2) Because marriage is a picture of the gospel, humans are not free to alter the design or purpose of marriage. As Russell Moore points out, sexual immorality outside of God’s definition of marriage is “a sermon [that preaches] a different gospel.” God has bound the definition of marriage to his purposes for creation (Gen 2:24; cf. Gen 1:27–28). Both Jesus and Paul anchor their teaching on the subject to this same definition of marriage as a permanent, two-become-one bond between husband and wife (Matt 19:4–5; Eph 5:31). Sex is a beautiful gift from God, who—as its designer—establishes its unchanging parameters and purposes—procreation, mutual enjoyment in marriage, and a glimpse of the permanent union of Christ and his bride. Because God is the author of life, parents who participate with God in the creation of a new human being have the responsibility of protecting and treasuring the life of that child. Believers must ground their beliefs on marriage and the family in God’s design and purposes, and not in cultural norms and expectations.

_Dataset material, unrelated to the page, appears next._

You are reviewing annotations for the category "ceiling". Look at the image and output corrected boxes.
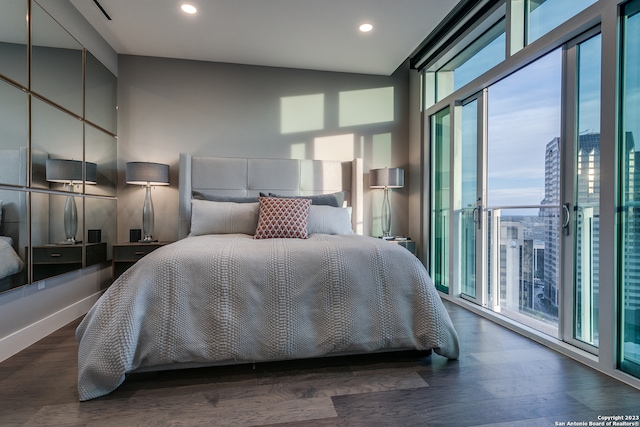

3) The church must uphold God’s ideal for marriage and the family in a winsome way. God’s design and purposes for marriage stand in stark contrast to the surrounding culture. Perhaps the most effective way to defend God’s design and purposes for marriage and the family is not entrenched warfare but rather the enhanced witness of marriages that actually reflect the same gospel they proclaim before a watching world. The church should also be a place of refuge that welcomes people who are recovering from the endemic brokenness of a fallen world. A holistic holiness—one that reveals not only God’s purity but also his love and compassion for the marginalized—gives credence to the God they profess.
 N. T. Wright, “Opportunities for the Church-in-Mission,” Lecture at Newbigin House, 17 Nov 2011.
 Edmund P. Clowney, “The Final Temple” WTJ 35 (1973): 177.
 Moore, “Man, Woman, and the Mystery of Christ,” JETS 58 (2015): 91.